Wednesday, March 21, 2012

Lynn says this book is "the sort of biography that not only digs beneath the surface of the individual life described, but that holds up a very clear mirror to the times that that person is living in."


A Walden for the 21st century, the true story of a man who has radically reinvented "the good life".

In 2000, Daniel Suelo left his life savings-all thirty dollars of it-in a phone booth. He has lived without money-and with a newfound sense of freedom and security-ever since.

The Man Who Quit Money is an account of how one man learned to live, sanely and happily, without earning, receiving, or spending a single cent. Suelo doesn't pay taxes, or accept food stamps or welfare. He lives in caves in the Utah canyonlands, forages wild foods and gourmet discards. He no longer even carries an I.D. Yet he manages to amply fulfill not only the basic human needs-for shelter, food, and warmth-but, to an enviable degree, the universal desires for companionship, purpose, and spiritual engagement. In retracing the surprising path and guiding philosophy that led Suelo into this way of life, Sundeen raises provocative and riveting questions about the decisions we all make, by default or by design, about how we live-and how we might live better.

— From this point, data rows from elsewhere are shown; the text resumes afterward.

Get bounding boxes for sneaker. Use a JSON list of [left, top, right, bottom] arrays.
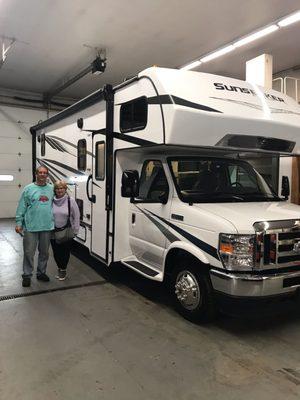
[[22, 276, 31, 287], [55, 269, 67, 281], [36, 274, 50, 282]]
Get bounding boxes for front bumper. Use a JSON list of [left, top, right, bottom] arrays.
[[210, 269, 300, 298]]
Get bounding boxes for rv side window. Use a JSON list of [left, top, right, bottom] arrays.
[[120, 97, 148, 133], [139, 160, 169, 202], [95, 142, 105, 181], [77, 139, 86, 171], [40, 133, 46, 156]]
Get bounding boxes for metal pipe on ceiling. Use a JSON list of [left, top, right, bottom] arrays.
[[44, 56, 106, 105]]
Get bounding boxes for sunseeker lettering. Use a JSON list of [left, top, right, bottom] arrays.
[[214, 83, 284, 103]]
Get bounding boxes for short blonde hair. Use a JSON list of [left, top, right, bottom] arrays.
[[53, 181, 68, 191]]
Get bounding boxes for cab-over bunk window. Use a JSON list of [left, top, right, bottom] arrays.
[[120, 97, 148, 133]]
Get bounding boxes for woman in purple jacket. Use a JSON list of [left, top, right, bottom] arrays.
[[51, 181, 80, 281]]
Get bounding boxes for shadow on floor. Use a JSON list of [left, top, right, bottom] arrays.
[[73, 243, 300, 334]]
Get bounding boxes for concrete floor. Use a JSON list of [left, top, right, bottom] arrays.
[[0, 220, 300, 400]]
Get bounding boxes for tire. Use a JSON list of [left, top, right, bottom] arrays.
[[170, 257, 216, 322]]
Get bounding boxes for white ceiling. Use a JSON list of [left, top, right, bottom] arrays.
[[0, 0, 300, 98]]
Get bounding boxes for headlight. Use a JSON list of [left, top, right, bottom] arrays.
[[219, 233, 254, 270]]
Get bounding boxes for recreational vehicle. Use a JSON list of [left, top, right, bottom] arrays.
[[31, 67, 300, 321]]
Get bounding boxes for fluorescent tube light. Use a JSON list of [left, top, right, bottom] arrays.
[[278, 11, 300, 26], [233, 25, 279, 47], [180, 60, 202, 71], [0, 175, 14, 182], [200, 44, 234, 62]]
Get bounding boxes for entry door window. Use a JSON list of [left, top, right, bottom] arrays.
[[95, 142, 105, 181], [77, 139, 86, 171]]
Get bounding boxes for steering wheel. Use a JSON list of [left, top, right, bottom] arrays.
[[230, 181, 244, 189]]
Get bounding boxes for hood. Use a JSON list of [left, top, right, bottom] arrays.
[[194, 202, 300, 233]]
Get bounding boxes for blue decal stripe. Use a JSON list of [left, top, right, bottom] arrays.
[[147, 210, 220, 260]]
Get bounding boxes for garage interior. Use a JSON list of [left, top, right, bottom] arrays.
[[0, 0, 300, 400]]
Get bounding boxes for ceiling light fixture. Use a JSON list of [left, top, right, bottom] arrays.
[[179, 10, 300, 70], [200, 44, 234, 62], [180, 60, 202, 71], [278, 11, 300, 26]]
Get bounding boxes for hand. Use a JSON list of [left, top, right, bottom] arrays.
[[15, 225, 23, 233]]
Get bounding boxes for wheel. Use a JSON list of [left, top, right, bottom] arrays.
[[170, 258, 216, 322]]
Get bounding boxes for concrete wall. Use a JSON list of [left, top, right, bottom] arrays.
[[0, 105, 51, 218]]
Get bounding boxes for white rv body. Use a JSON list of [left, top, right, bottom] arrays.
[[31, 68, 300, 319]]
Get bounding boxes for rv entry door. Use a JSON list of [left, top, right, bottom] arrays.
[[89, 134, 107, 260]]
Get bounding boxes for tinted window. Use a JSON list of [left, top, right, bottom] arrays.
[[41, 133, 46, 156], [77, 139, 86, 171], [139, 161, 169, 202], [170, 158, 278, 203], [120, 97, 148, 132]]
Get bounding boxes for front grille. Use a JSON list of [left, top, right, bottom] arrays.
[[254, 220, 300, 268]]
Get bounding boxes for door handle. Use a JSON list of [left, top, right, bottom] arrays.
[[131, 213, 135, 224], [86, 174, 96, 203]]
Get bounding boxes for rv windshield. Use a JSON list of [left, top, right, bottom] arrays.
[[169, 157, 280, 203]]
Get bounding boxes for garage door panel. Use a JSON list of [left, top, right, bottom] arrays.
[[0, 137, 32, 155], [0, 154, 32, 171]]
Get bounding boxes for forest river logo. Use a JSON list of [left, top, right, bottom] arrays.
[[214, 82, 285, 103]]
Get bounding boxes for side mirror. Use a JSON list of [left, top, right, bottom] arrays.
[[121, 169, 139, 199], [281, 176, 290, 200], [158, 192, 169, 204]]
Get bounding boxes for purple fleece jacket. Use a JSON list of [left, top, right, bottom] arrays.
[[53, 194, 80, 235]]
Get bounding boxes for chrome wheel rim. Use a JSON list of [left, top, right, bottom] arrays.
[[175, 270, 202, 310]]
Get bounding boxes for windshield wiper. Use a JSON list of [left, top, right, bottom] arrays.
[[181, 190, 245, 201]]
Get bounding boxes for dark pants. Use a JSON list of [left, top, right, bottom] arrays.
[[23, 231, 51, 277], [51, 239, 72, 269]]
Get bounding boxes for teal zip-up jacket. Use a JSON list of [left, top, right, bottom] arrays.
[[16, 183, 54, 232]]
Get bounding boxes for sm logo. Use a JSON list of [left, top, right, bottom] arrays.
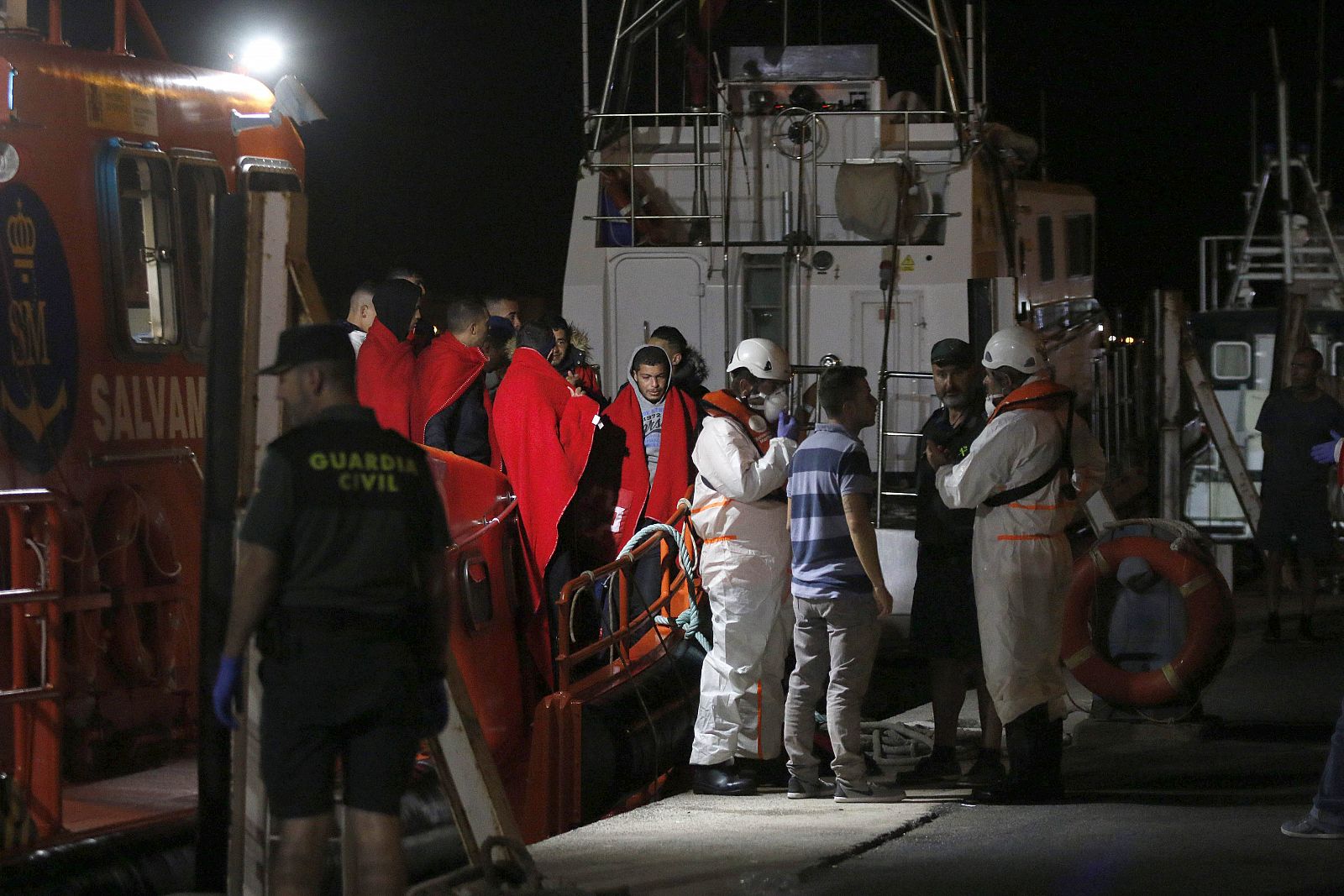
[[0, 184, 78, 473]]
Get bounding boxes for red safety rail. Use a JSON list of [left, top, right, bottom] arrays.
[[0, 489, 65, 837]]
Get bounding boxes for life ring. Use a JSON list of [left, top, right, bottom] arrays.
[[1060, 536, 1234, 706]]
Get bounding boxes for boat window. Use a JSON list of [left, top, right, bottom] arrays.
[[114, 153, 177, 345], [1037, 215, 1055, 284], [742, 253, 789, 345], [1064, 215, 1093, 277], [177, 163, 226, 348], [1210, 343, 1252, 380]]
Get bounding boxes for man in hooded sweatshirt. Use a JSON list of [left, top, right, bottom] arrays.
[[356, 278, 423, 437], [412, 296, 495, 466], [606, 345, 699, 549]]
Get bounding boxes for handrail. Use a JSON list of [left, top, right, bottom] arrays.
[[555, 489, 694, 690], [876, 371, 932, 525], [449, 495, 517, 549]]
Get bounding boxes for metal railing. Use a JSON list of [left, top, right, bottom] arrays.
[[876, 371, 932, 521], [1199, 235, 1340, 312], [555, 491, 696, 690]]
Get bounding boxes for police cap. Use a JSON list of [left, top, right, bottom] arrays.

Read an interview about Suelo HERE.

Lynn says:
"The Man Who Quit Money blends cultural and economic commentary, philosophy, wilderness adventure and psychology into a page-turning story that, for this reader, lodges into your consciousness as a 3-way intimate conversation between author (Mark Sundeen), his subject (Daniel Suelo) and the reader (albeit with the reader's 'input' on a silent but still very active plane, you might say).  In short, it's the sort of biography that not only digs beneath the surface of the individual life described, but that holds up a very clear mirror to the times that that person is living in.

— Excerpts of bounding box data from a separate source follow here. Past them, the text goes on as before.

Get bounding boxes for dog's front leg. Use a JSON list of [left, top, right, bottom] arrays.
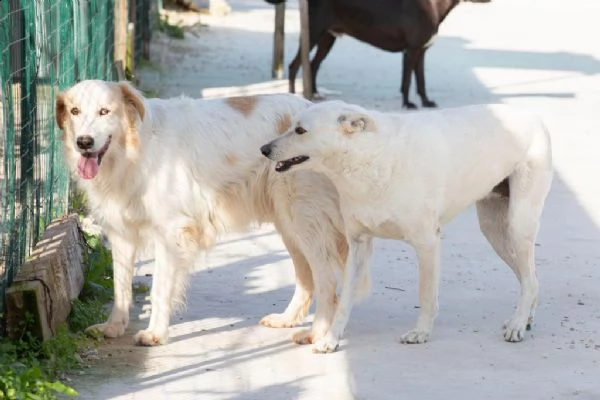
[[133, 239, 181, 346], [86, 235, 136, 338], [400, 233, 440, 343], [313, 234, 373, 353]]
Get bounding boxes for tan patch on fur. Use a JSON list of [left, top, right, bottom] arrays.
[[492, 179, 510, 197], [338, 115, 377, 135], [276, 113, 292, 135], [225, 153, 239, 167], [225, 96, 258, 117]]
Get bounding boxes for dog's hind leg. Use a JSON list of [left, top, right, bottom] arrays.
[[477, 166, 552, 342], [260, 233, 314, 328]]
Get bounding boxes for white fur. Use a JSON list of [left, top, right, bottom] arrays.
[[262, 101, 553, 352], [56, 81, 368, 345]]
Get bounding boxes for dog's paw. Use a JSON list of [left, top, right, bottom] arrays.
[[502, 320, 531, 342], [313, 333, 340, 354], [133, 330, 167, 346], [422, 99, 437, 108], [400, 329, 429, 344], [85, 321, 127, 338], [259, 314, 298, 328], [292, 329, 313, 344], [312, 92, 326, 101]]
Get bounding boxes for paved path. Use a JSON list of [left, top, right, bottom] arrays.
[[76, 0, 600, 400]]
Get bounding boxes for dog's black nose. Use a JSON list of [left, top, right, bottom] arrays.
[[260, 144, 271, 157], [77, 135, 94, 150]]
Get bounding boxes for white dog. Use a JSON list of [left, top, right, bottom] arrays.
[[56, 81, 369, 345], [261, 101, 553, 352]]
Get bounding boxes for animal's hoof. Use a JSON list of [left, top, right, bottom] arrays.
[[292, 329, 313, 344], [313, 334, 340, 354], [400, 329, 429, 344], [312, 92, 325, 100], [503, 320, 528, 342], [259, 314, 297, 328], [133, 330, 167, 346], [85, 321, 127, 338]]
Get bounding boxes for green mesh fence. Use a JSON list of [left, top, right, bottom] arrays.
[[0, 0, 155, 318]]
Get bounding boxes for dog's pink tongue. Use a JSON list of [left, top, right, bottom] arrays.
[[77, 156, 98, 179]]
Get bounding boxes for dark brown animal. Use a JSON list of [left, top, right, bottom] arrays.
[[288, 0, 490, 108]]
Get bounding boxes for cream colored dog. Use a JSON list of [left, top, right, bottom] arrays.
[[56, 81, 369, 345], [261, 101, 553, 352]]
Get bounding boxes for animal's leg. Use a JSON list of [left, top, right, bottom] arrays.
[[400, 231, 440, 343], [400, 49, 418, 109], [260, 233, 314, 328], [133, 238, 187, 346], [288, 44, 301, 93], [86, 236, 136, 338], [292, 228, 347, 344], [477, 170, 552, 342], [288, 16, 335, 93], [310, 32, 336, 99], [313, 235, 373, 353], [415, 47, 437, 107]]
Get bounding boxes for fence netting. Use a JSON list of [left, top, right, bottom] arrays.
[[0, 0, 154, 318]]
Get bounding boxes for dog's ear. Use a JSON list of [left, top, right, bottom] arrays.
[[119, 81, 146, 122], [338, 114, 375, 134], [54, 93, 67, 129]]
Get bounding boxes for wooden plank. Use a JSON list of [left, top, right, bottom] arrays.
[[6, 215, 84, 340], [299, 0, 314, 100], [271, 2, 285, 79]]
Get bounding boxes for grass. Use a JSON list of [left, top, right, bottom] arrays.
[[0, 191, 113, 400], [156, 16, 185, 39]]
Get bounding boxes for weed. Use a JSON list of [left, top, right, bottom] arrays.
[[67, 299, 108, 332], [157, 16, 185, 39], [0, 315, 78, 400], [133, 282, 150, 294], [0, 191, 113, 400]]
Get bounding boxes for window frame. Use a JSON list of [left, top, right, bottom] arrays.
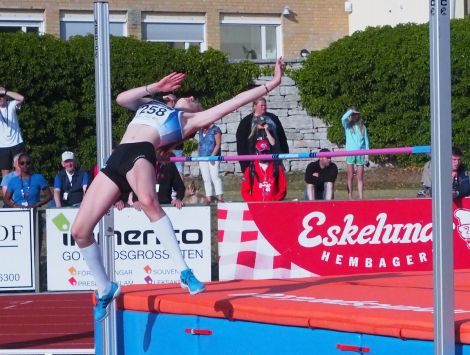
[[141, 12, 207, 52], [220, 14, 284, 60], [0, 9, 44, 35]]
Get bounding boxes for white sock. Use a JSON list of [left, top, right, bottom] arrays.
[[153, 215, 189, 272], [80, 242, 111, 298]]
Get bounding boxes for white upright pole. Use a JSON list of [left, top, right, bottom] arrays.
[[94, 0, 117, 355], [429, 0, 455, 355]]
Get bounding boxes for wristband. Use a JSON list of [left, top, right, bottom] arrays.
[[263, 84, 269, 94]]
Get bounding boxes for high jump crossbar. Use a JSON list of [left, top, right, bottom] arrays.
[[167, 145, 431, 162]]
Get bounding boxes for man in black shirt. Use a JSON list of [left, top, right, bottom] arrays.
[[305, 148, 338, 200], [126, 151, 186, 211], [236, 97, 289, 173], [156, 156, 185, 208]]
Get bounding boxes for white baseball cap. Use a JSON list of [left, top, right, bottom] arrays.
[[62, 151, 74, 161]]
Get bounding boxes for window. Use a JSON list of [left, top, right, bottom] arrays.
[[60, 11, 127, 39], [0, 10, 44, 34], [220, 15, 281, 59], [142, 14, 206, 51]]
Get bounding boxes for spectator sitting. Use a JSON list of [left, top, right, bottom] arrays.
[[305, 148, 338, 201], [452, 147, 470, 198], [0, 153, 21, 197], [417, 147, 470, 198], [54, 151, 89, 207], [0, 87, 24, 176], [236, 97, 289, 172], [241, 140, 287, 202], [3, 153, 52, 208]]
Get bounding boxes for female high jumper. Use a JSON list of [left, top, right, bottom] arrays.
[[71, 58, 284, 321]]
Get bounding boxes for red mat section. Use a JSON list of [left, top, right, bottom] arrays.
[[0, 293, 94, 349], [118, 270, 470, 344]]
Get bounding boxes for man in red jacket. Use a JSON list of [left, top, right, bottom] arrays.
[[242, 140, 287, 202]]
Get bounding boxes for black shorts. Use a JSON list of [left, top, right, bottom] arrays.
[[0, 142, 25, 170], [101, 142, 157, 193]]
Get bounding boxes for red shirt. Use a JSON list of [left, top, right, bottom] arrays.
[[242, 161, 287, 202]]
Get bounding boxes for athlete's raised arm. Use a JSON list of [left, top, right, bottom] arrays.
[[116, 72, 185, 111], [187, 57, 284, 131]]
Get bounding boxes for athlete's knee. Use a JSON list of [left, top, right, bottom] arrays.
[[70, 224, 92, 247], [139, 194, 158, 209]]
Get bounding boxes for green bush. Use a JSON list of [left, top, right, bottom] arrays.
[[292, 17, 470, 165], [0, 33, 259, 180]]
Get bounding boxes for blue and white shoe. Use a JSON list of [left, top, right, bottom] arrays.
[[93, 282, 121, 322], [180, 269, 206, 295]]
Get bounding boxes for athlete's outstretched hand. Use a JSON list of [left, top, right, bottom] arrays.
[[155, 72, 185, 92], [264, 57, 284, 91], [274, 57, 284, 83]]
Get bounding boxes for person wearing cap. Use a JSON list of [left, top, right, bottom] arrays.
[[54, 151, 89, 207], [3, 153, 52, 208], [241, 140, 287, 202], [248, 116, 276, 154], [341, 107, 369, 200], [0, 87, 25, 176], [236, 97, 289, 172], [305, 148, 338, 201], [198, 124, 224, 203], [0, 153, 22, 195]]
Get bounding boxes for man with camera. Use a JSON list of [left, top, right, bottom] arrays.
[[305, 148, 338, 201], [236, 97, 289, 172]]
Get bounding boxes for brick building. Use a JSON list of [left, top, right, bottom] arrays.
[[0, 0, 348, 60]]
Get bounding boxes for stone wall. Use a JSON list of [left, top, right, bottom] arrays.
[[185, 77, 342, 176]]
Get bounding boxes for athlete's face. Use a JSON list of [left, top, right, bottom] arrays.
[[253, 99, 266, 116], [175, 96, 202, 112]]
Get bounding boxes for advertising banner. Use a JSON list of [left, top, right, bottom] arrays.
[[0, 208, 36, 291], [46, 206, 211, 291], [218, 198, 470, 280]]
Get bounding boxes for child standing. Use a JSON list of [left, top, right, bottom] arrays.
[[341, 107, 369, 200]]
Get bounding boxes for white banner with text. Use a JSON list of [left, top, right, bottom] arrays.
[[46, 206, 211, 291], [0, 208, 36, 291]]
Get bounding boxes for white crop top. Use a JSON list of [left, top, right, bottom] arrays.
[[129, 100, 183, 147]]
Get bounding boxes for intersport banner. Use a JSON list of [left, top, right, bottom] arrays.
[[218, 198, 470, 280], [46, 206, 211, 291]]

Suelo's trajectory, from his evangelical Christian roots,  his studies at CU and along a winding spiritual path bringing him, one might say inexorably, to his paradoxically hermetic and socially engaged life today might well recall for some the stories of Christopher McCandless (the subject of John Krakauer's Into the Wild), Peace Pilgrim back in the '70s, of Mark Boyle (Moneyless Man: A Year of Freeconomic Living ), Henry David Thoreau or, in some respects,  even of that famous moneyless man, 'El Poverello', St. Francis of Assisi. 

I vividly recall reading about Suelo in Jason Blevin's article for The Denver Post back in late 2009; "Moab Man Embraces Simple Life Living in Cave".  At the time I was taken aback by the strong reaction the article received by some... that this guy was some kind of 'parasite', living as he did out of dumpsters and utilizing the discards of the capitalist culture he eschews.  Sundeen's book makes such assessments a little harder to assert, given the complexity of this story.


I have to say I am one of those with a reaction more of wonder and curiosity as to how any of us might learn to live more simply and with a more profound connection to the natural world.  Evidenced by the surge in interest here in Denver around 'backyard homesteading' with beginner gardeners, beekeepers and chicken-keepers popping up everywhere, the 'Occupy' encampments comprised often of otherwise unemployed souls seeking community amongst their peers, as well as experimentation with bartering and freecycling, it's clear that Suelo is on to something.  For anyone who's ever spent time away from the city's relentless monetized hold on our psyches, whether for a short weekend backpacking trip or for months or years off the normal grid,  the liberating feeling of stepping 'outside the box' of the oft assumed 'end of history' globalized economy we take as an immutable law of the universe.  Daniel Suelo's story will bring up questions and maybe even a few answers as we navigate our way through the current permutation of our personal and collective relationship with that good ol' 'root of all evil', money."